"More deadly violence occurred north and south of Baghdad as insurgents appeared intent on sending a message to US and Iraqi officials that their recent expressions of confidence in the nation's security were premature", the November 24 Los Angeles Times reported, adding that the attacks were "marked by hits on targets that lately had escaped attack".
The LA Times reported that the attacks "included mortar rounds fired into the Green Zone, the fortified enclave in Baghdad that houses the US embassy and most Iraqi government buildings. Ten rounds were fired into the Green Zone on Thursday [November 22], the first such barrage since summer, when bombardments occurred almost daily."
The US military claims that its 30,000 troop "surge", which took total US troop numbers in Iraq to 168,000 in June, has "succeeded" in reducing "violent attacks" in Baghdad by at least 50% since the beginning of the year.
According to Washington's puppet Iraqi government, 758 Iraqi civilians died violent deaths in October, compared with 1315 in October 2006. However, the November 2 Washington Post reported that an unofficial tally by the Iraqi health ministry showed that 1448 Iraqi civilians had died violent deaths this October.
Reuters reported on November 28 that a survey by the Washington-based Pew Research Centre had found that 79% of US journalists working in Iraq "said they believe violence and the threat of violence have increased during their tenures. Much of the danger for journalists is faced by local Iraqis, who often do most of the reporting outside Baghdad's heavily fortified Green Zone, the data showed."
"Above all, the journalists — most of them veteran war correspondents — describe conditions in Iraq as the most perilous they have ever encountered", Pew Research said in a report that accompanied the data.
On November 24, the US military blamed an "Iranian-backed" Shiite militia cell for a bombing in a Baghdad market the previous day that killed 15 people — the deadliest attack in the heart of the capital in more than two months.
"Based on subsequent confessions, forensics and other intelligence, the bombing was the work of an Iranian-backed special groups cell operating here in Baghdad", US Rear Admiral Gregory Smith told reporters. He also said Shiite "special groups" were believed responsible for a series of rocket and mortar attacks against US bases in eastern Baghdad on November 18.
Market bombings have typically been conducted by the Sunni fundamentalist Al Qaeda in Iraq (AQI) group, often targeting Shiites. But as part of their effort to build public support for a future invasion of oil- and gas-rich Iran, US officials have accused Iran for months now of arming and training Iraqi Shiite militia groups to attack US troops. Prior to that, US officials blamed the "foreign fighters" of AQI for most of the violence in Iraq.
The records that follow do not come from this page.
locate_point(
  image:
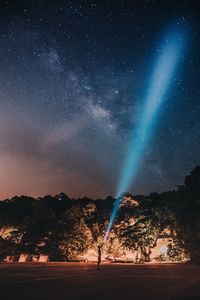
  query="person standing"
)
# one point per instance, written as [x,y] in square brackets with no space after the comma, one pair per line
[99,257]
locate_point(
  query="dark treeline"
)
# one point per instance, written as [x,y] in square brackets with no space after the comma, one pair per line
[65,228]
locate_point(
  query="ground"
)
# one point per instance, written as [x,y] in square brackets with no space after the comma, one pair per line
[59,281]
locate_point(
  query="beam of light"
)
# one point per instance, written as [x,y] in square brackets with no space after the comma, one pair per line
[163,74]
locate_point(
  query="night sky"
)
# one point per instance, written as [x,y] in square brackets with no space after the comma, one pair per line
[73,75]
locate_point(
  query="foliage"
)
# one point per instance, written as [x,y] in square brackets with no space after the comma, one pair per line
[66,228]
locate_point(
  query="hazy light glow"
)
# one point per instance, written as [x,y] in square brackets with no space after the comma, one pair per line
[163,74]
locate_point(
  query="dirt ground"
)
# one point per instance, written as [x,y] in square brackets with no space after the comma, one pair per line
[59,281]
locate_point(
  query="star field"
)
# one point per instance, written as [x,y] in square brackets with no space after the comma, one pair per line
[73,75]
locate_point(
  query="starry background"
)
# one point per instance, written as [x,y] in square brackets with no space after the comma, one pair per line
[73,75]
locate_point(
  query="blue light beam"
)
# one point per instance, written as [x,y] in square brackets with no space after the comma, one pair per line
[162,76]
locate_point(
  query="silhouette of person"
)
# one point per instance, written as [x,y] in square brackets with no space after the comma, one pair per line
[99,257]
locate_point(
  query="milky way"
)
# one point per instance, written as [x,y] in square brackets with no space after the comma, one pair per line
[72,82]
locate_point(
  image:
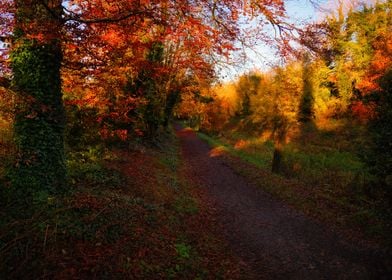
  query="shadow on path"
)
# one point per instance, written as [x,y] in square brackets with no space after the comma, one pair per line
[276,241]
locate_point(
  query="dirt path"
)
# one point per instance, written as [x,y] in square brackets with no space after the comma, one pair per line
[276,241]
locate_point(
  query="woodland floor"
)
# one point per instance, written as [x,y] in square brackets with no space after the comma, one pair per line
[273,239]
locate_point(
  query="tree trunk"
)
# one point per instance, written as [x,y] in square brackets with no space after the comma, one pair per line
[277,157]
[39,125]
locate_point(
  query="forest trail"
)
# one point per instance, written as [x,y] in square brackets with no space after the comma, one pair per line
[274,240]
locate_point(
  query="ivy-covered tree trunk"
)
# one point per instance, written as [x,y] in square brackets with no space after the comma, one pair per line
[40,119]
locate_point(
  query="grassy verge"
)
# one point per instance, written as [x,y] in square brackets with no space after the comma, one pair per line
[325,183]
[129,214]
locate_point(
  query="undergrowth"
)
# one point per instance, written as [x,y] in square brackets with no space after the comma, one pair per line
[128,214]
[328,183]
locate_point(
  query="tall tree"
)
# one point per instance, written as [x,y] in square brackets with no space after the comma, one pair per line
[39,122]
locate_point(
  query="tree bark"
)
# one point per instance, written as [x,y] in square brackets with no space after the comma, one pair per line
[277,158]
[39,124]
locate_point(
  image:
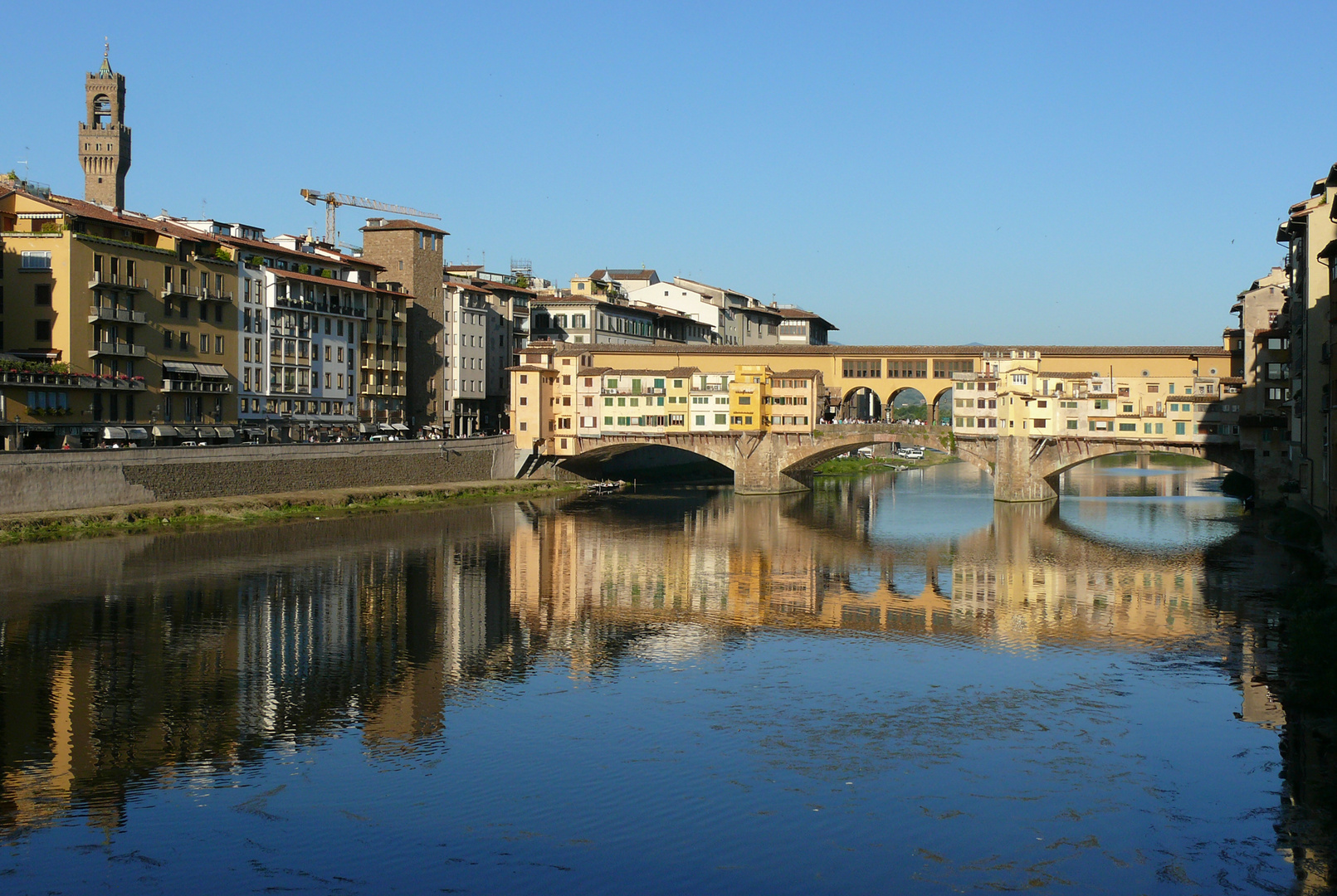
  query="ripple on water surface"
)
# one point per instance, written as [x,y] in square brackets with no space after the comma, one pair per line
[886,685]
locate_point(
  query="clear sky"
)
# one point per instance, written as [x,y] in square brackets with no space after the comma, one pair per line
[932,173]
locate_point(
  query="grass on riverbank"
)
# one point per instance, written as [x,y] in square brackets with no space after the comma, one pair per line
[861,465]
[261,509]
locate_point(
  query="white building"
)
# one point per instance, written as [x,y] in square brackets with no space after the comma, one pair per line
[464,371]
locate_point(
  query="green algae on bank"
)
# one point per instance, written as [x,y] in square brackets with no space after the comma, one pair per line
[261,509]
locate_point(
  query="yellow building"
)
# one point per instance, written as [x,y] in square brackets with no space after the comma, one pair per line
[558,396]
[1034,402]
[126,319]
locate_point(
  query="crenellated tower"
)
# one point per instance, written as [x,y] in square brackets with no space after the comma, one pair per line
[103,137]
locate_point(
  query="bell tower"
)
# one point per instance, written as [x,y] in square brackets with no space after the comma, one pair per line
[103,137]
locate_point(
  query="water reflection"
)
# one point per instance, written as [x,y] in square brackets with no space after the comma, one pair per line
[131,664]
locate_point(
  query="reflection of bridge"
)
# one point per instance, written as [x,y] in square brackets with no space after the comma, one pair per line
[1024,468]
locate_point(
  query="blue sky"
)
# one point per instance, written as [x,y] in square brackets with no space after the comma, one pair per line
[936,173]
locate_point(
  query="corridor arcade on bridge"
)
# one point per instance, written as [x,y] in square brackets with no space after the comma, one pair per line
[772,415]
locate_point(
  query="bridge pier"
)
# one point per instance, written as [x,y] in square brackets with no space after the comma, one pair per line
[1015,476]
[759,468]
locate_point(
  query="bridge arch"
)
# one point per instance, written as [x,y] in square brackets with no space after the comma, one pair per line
[905,396]
[1061,456]
[862,404]
[938,407]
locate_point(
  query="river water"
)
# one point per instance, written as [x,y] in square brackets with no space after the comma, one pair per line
[888,685]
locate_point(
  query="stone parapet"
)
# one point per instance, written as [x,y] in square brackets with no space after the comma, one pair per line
[41,482]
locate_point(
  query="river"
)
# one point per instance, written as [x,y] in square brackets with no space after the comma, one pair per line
[886,685]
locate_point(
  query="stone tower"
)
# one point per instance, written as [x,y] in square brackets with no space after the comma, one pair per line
[103,138]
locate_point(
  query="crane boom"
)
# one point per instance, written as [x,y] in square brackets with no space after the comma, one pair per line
[336,199]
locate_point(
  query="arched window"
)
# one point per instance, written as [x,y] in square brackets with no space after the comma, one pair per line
[102,110]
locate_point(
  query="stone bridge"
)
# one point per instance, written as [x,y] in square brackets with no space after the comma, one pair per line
[1024,468]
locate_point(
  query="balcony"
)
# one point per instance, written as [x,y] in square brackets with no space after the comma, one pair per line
[122,314]
[74,380]
[118,348]
[179,289]
[116,280]
[197,386]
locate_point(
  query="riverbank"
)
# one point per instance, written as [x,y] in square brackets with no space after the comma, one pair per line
[159,517]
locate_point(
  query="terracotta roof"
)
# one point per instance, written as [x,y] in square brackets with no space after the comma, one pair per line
[467,286]
[275,249]
[492,285]
[91,210]
[947,351]
[326,281]
[404,224]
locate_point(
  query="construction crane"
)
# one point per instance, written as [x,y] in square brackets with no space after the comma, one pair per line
[336,199]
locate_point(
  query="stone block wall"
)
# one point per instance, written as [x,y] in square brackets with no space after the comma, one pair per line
[41,482]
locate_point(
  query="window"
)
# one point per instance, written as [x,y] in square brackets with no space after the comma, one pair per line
[944,369]
[907,369]
[35,261]
[861,369]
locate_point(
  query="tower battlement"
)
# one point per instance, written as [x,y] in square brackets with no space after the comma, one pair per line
[103,137]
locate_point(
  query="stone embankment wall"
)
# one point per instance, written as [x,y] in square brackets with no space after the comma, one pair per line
[35,482]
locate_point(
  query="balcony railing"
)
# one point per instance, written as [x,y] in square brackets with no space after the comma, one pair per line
[197,386]
[118,348]
[124,314]
[74,380]
[116,280]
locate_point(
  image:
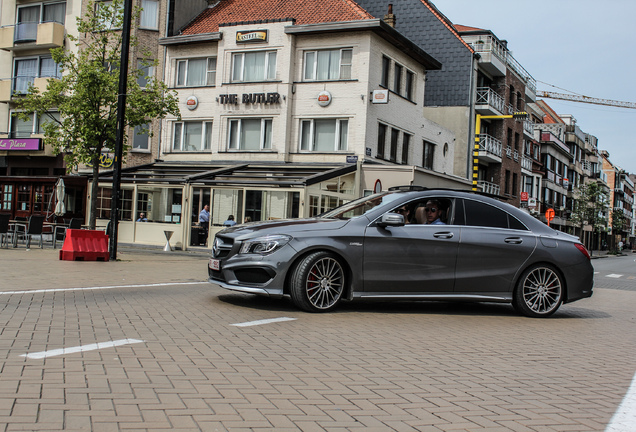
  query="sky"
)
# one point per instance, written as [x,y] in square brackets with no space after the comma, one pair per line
[583,46]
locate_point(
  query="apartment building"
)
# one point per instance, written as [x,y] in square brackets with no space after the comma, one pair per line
[286,112]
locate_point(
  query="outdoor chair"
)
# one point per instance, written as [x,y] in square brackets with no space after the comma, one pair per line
[4,229]
[34,227]
[59,233]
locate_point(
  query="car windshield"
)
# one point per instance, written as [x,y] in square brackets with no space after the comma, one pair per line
[360,206]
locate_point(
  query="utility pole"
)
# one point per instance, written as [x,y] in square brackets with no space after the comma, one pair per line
[121,126]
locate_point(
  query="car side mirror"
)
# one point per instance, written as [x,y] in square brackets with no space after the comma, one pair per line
[391,219]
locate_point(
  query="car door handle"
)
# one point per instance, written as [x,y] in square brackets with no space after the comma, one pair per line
[514,240]
[446,234]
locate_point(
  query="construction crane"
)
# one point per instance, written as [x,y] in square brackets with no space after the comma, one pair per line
[585,99]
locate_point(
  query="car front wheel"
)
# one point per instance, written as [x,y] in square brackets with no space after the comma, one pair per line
[317,282]
[539,292]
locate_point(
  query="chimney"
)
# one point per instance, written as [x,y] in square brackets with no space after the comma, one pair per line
[390,18]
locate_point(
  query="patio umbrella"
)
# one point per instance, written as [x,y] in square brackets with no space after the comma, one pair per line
[60,191]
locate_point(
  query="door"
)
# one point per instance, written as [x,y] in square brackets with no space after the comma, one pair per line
[410,259]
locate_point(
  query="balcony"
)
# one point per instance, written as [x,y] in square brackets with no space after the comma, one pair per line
[489,149]
[487,187]
[25,36]
[489,102]
[492,54]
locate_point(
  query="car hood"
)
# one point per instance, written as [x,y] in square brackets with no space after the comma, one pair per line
[283,226]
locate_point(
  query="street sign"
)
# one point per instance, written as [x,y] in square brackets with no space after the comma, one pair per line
[549,215]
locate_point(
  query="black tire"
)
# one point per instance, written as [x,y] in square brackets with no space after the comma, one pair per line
[317,282]
[539,292]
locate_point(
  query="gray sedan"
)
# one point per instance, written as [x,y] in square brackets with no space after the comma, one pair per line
[417,245]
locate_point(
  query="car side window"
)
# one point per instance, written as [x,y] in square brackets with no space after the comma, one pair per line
[484,215]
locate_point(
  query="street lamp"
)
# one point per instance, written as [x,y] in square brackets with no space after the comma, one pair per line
[516,115]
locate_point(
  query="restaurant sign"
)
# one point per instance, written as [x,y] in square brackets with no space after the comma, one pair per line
[21,144]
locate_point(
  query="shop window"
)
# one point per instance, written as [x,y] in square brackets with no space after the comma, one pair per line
[428,155]
[159,204]
[254,66]
[6,197]
[250,134]
[104,199]
[149,14]
[192,136]
[324,135]
[328,65]
[196,72]
[141,137]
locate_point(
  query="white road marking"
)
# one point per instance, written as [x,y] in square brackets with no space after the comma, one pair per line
[261,322]
[82,348]
[91,288]
[624,419]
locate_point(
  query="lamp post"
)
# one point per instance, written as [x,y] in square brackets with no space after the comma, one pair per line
[516,115]
[121,126]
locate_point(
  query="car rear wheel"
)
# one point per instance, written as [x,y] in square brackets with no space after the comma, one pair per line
[539,292]
[317,282]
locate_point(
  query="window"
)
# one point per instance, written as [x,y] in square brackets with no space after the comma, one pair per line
[324,135]
[397,79]
[381,140]
[50,117]
[254,66]
[328,65]
[250,134]
[408,85]
[196,72]
[141,137]
[428,154]
[395,135]
[406,143]
[149,14]
[192,136]
[386,69]
[147,73]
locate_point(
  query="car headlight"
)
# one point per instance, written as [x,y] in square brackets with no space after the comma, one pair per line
[264,245]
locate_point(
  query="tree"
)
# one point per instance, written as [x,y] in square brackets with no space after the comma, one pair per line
[86,95]
[589,203]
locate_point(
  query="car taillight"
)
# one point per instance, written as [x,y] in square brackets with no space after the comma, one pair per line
[584,251]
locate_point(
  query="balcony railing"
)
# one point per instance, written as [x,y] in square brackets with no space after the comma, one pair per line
[487,96]
[488,187]
[490,145]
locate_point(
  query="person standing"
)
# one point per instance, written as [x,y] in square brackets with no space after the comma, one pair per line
[204,221]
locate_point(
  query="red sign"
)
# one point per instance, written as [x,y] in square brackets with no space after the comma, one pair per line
[549,215]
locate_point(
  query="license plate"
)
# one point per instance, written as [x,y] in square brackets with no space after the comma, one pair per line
[215,264]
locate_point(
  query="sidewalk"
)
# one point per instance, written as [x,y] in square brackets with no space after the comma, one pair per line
[37,268]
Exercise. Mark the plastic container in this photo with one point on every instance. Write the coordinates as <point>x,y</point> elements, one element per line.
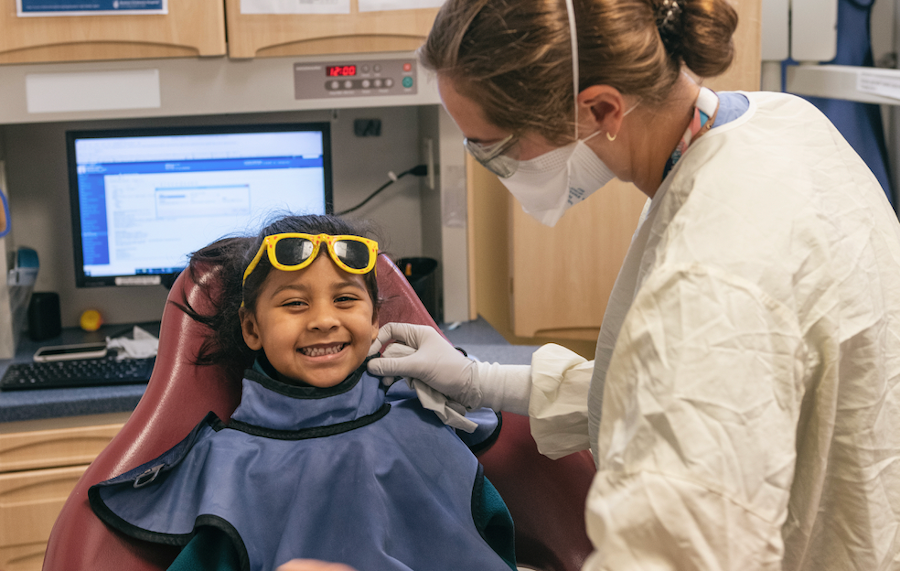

The November 22 New York Times reported that "Saudi Arabia and Libya, both considered allies by the United States in its fight against terrorism, were the source of about 60 percent of the foreign fighters who came to Iraq in the past year to serve as suicide bombers or to facilitate other attacks ...
"The data come largely from a trove of documents and computers discovered in September, when American forces raided a tent camp in the desert near Sinjar, close to the Syrian border. The raid's target was an insurgent cell believed to be responsible for smuggling the vast majority of foreign fighters into Iraq.
"The most significant discovery was a collection of biographical sketches that listed hometowns and other details for more than 700 fighters brought into Iraq since August 2006 ...
"Saudis accounted for the largest number of fighters listed on the records by far — 305, or 41 percent — American intelligence officers found as they combed through documents and computers in the weeks after the raid ...
"Libyans accounted for 137 foreign fighters, or 18 percent of the total ... According to the rosters found in the raid, the third-largest source of foreign fighters was Yemen, with 68. There were 64 from Algeria, 50 from Morocco, 38 from Tunisia, 14 from Jordan, 6 from Turkey and 2 from Egypt."
The NYT noted that the records "underscore how the insurgency in Iraq remains both overwhelmingly Iraqi and Sunni ... In contrast to the comparatively small number of foreigners, more than 25,000 inmates are in American detention centers in Iraq. Of those, only about 290, or some 1.2 percent, are foreigners, military officials say. They contend that all of the detainees either are suspected of insurgent activity or are an 'imperative threat' to security." Four-fifths of the detainees are Sunnis.